Having only read the first novel I can’t speak to how close or distant the later series have stayed to the books but the multithreaded storylines are pretty well balanced and they give room for each character to develop into more than just a single facet exposition tool. I would like to see a little more transhumanism in their technology to help explain how they live in space but they certainly portray an Earth, Mars, and Belt that have distinct cultures, competing political factions, and disenfranchised masses who are victims to the whims of powerful autocrats and oligarchs making self-serving or heart-hearted decisions intended to advance their own causes at the expense of ordinary lives. Nobody is wasting time pissing about a “Prime Directive” and then deciding to ignore it anyway.
And I’ll just say it; Wes Chatham‘s Amos is a better sociopath than Jayne Cobb. He kills it as “That Guy” in scene after scene.
Boy, people used to smoke in space all the time, especially in the 1950s. Have a look at the otherwise excellent It! The Terror from Beyond Space, the proto - Alien. Lots of people smoking there.
(They also had and used pistols and grenades – grenades!! – on the ship to try to kill the beastie. Why were they even carrying that stuff?)
Abuse of smoking privilege aboard a space ship with limited oxygen was even a plot point in Arthur C. Clarke’s story “Breaking Strain” (AKA “Thirty Seconds Thirty Days”) (1949)
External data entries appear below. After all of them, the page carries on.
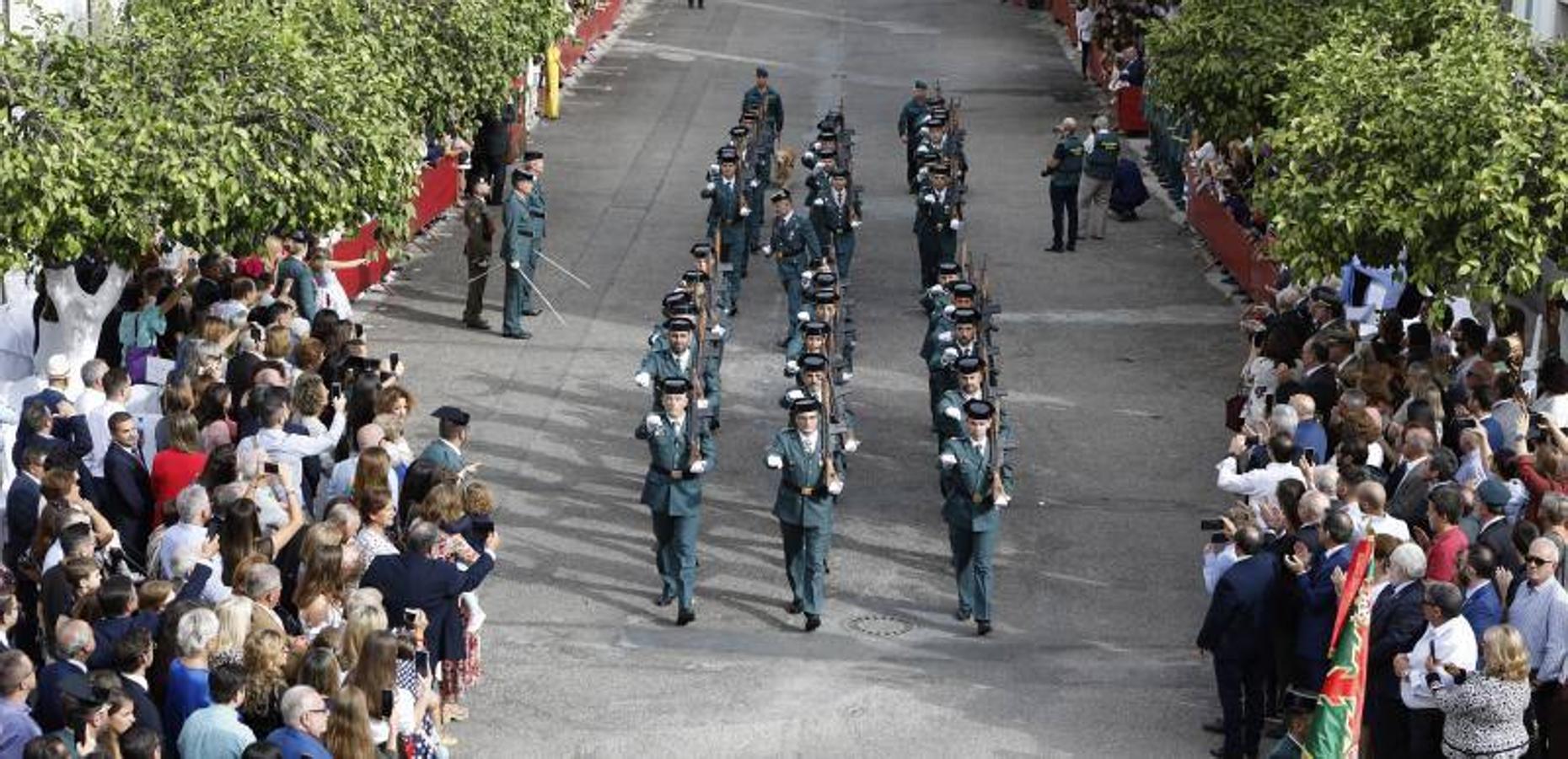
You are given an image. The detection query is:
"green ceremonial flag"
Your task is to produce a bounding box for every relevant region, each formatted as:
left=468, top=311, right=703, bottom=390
left=1302, top=540, right=1372, bottom=759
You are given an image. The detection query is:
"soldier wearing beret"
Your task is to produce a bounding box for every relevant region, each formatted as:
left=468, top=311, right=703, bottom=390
left=635, top=376, right=713, bottom=626
left=765, top=398, right=844, bottom=632
left=937, top=400, right=1013, bottom=635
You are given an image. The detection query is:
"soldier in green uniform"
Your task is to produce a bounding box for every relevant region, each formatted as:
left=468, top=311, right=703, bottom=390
left=765, top=398, right=844, bottom=632
left=635, top=376, right=713, bottom=626
left=1039, top=117, right=1083, bottom=252
left=1082, top=116, right=1121, bottom=240
left=899, top=80, right=926, bottom=195
left=937, top=400, right=1013, bottom=635
left=500, top=170, right=540, bottom=341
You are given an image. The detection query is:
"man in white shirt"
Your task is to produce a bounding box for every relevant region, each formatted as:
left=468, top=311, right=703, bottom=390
left=86, top=367, right=130, bottom=480
left=1394, top=582, right=1479, bottom=756
left=235, top=387, right=346, bottom=503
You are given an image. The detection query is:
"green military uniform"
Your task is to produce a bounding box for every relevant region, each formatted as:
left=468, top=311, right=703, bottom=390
left=635, top=381, right=715, bottom=616
left=767, top=401, right=844, bottom=626
left=941, top=401, right=1013, bottom=635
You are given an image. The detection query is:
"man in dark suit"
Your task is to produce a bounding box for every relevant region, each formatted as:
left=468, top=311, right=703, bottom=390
left=1198, top=525, right=1276, bottom=759
left=33, top=620, right=93, bottom=732
left=1366, top=542, right=1427, bottom=759
left=361, top=522, right=500, bottom=662
left=1471, top=478, right=1524, bottom=577
left=1284, top=511, right=1355, bottom=690
left=102, top=411, right=152, bottom=564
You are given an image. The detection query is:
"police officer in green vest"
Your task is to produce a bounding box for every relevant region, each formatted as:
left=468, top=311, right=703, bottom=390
left=765, top=396, right=844, bottom=632
left=937, top=400, right=1013, bottom=635
left=633, top=376, right=713, bottom=626
left=1039, top=116, right=1083, bottom=252
left=1081, top=116, right=1121, bottom=240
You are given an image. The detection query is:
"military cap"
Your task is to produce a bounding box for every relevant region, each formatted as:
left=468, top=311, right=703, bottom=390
left=789, top=396, right=822, bottom=417
left=964, top=398, right=996, bottom=418
left=953, top=356, right=985, bottom=374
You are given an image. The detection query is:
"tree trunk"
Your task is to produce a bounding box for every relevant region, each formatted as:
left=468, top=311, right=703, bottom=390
left=33, top=263, right=130, bottom=385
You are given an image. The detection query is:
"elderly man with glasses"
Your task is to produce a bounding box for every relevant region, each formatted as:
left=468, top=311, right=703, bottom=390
left=1504, top=538, right=1568, bottom=748
left=266, top=686, right=332, bottom=759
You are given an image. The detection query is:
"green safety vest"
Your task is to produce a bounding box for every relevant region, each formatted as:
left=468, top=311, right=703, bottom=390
left=1050, top=135, right=1083, bottom=186
left=1083, top=132, right=1121, bottom=179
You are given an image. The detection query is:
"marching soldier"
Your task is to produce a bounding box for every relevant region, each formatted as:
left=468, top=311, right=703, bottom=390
left=899, top=80, right=926, bottom=195
left=635, top=376, right=713, bottom=626
left=765, top=398, right=844, bottom=632
left=704, top=148, right=751, bottom=315
left=937, top=400, right=1013, bottom=635
left=500, top=170, right=543, bottom=341
left=463, top=174, right=496, bottom=329
left=914, top=163, right=964, bottom=288
left=762, top=190, right=822, bottom=348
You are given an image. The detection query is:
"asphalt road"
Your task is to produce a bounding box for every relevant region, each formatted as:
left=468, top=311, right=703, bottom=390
left=364, top=0, right=1240, bottom=757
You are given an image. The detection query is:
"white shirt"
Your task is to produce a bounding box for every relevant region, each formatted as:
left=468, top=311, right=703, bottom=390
left=86, top=398, right=126, bottom=478
left=1399, top=615, right=1479, bottom=708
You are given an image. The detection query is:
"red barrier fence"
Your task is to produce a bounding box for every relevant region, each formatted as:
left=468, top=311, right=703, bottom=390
left=1187, top=193, right=1280, bottom=303
left=332, top=155, right=461, bottom=298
I guess back then people assumed smoking was a necessary vice.
If the Snap took away half your gut bacteria, you’ll be in for a hurt until it resupplies back. and when it comes back, you’ll be in for a real worlkd of hurt.
B5: I couldn’t get past the first episode. They had a whole species of Grandpa Munster!
Characters: All of the books are formatted as short chapters, each chapter shifting the POV character. For example, Tiamat’s Wrath, the only book I have on my phone in front of me, is 52 chapters in a not-especially-long book.
Transhumanism: in the books the Belters are all very tall and lanky, but that would be difficult to cast.